# Male Pigeon Attacks His Mate - HELP!



## pigeonpants (Oct 16, 2020)

Hi everyone,

I have a male pigeon who paired up with a female except he full on attacks her. I have to keep them separate because if the male can get to her, he will follow her around and coo as though he's courting, but as soon as he gets the chance because he gets close enough, he'll start attacking her! I don't think it's "driving", because he totally tears at the back of her head and around her beak. He will seriously injure her if I let them be together. But I know they're a pair because she will call for him and follow him however she can and he'll do the same, and they've mated a few times when I've tried letting them out together. But straight after, he'll start tearing the feathers from the back of her head. It's seriously vicious. What is going on??? How can I make him stop??? Even worse is that she won't run away when he's attacking her, she just kind of stays in one spot but definitely looks stressed.

Please help!!!


----------



## Marina B (May 5, 2011)

Do you have other single males in with them? If you do, that might be the reason why he is so vicious with her.


----------



## cwebster (Dec 11, 2010)

While on of our pairs was young, i had to separate them several times. Finally they got older and the males overzealousness stopped.


----------



## pigeonpants (Oct 16, 2020)

Marina B said:


> Do you have other single males in with them?
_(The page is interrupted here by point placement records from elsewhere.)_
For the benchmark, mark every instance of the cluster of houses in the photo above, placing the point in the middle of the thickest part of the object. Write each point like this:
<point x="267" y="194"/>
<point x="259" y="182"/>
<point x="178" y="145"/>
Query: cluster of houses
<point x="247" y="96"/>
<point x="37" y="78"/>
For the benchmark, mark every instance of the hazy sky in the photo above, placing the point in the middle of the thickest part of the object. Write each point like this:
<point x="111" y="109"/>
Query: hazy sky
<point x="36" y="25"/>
If you do, that might be the reason why he is so vicious with her.


No, all of my pigeons are paired up. No single pigeons


----------



## pigeonpants (Oct 16, 2020)

cwebster said:


> While on of our pairs was young, i had to separate them several times. Finally they got older and the males overzealousness stopped.
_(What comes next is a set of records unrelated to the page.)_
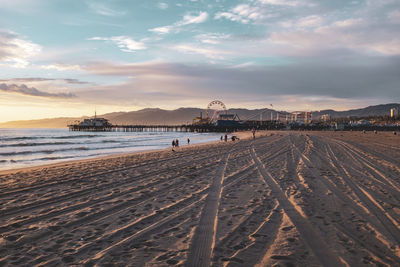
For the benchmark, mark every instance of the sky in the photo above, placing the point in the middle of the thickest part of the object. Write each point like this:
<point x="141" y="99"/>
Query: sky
<point x="66" y="58"/>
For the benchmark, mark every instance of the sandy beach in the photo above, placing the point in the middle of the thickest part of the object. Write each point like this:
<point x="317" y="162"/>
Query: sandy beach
<point x="283" y="199"/>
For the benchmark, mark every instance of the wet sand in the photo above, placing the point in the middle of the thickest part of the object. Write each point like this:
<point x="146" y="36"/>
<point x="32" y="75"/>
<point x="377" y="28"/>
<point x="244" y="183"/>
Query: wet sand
<point x="283" y="199"/>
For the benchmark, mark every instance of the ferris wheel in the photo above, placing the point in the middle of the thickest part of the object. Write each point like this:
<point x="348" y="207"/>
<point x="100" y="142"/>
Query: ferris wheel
<point x="217" y="107"/>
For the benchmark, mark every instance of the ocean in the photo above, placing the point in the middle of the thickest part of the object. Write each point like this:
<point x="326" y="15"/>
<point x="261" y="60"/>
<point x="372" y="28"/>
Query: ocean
<point x="31" y="147"/>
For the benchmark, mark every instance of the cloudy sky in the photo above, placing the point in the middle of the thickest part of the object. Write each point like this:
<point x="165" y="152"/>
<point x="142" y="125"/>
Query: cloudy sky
<point x="68" y="57"/>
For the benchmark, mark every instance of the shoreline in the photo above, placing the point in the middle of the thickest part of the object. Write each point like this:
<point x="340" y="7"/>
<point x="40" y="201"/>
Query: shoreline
<point x="243" y="134"/>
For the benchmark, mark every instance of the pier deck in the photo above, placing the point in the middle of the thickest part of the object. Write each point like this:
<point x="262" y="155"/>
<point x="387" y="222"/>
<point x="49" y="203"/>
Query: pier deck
<point x="159" y="128"/>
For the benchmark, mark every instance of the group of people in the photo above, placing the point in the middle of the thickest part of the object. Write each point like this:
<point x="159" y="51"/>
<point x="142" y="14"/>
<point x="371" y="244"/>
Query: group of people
<point x="225" y="138"/>
<point x="175" y="143"/>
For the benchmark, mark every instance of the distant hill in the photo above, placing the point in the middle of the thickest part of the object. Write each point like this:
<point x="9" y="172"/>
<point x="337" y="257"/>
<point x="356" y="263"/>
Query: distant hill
<point x="186" y="115"/>
<point x="378" y="110"/>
The female is 5 years and the male is 1 year old. They are ex racing pigeons I adopted from rescue so I checked their rings for their age


----------



## cwebster (Dec 11, 2010)

Our male was obnxious for years.


----------



## pigeonpants (Oct 16, 2020)

So what can I do to make him stop biting her?


----------



## cwebster (Dec 11, 2010)

Every time Junior really got obnoxious, chasing Bussy around the cage, i moved him to a small cage next door. He had his own food, grit, and water. I would leave him there for a few days. Often, he would do his chasing when she laidan egg. I would leave him separate until she got bored from her eggs. He was on much better behavior when i put him back.


----------



## pigeonpants (Oct 16, 2020)

cwebster said:


> Every time Junior really got obnoxious, chasing Bussy around the cage, i moved him to a small cage next door. He had his own food, grit, and water. I would leave him there for a few days. Often, he would do his chasing when she laidan egg. I would leave him separate until she got bored from her eggs. He was on much better behavior when i put him back.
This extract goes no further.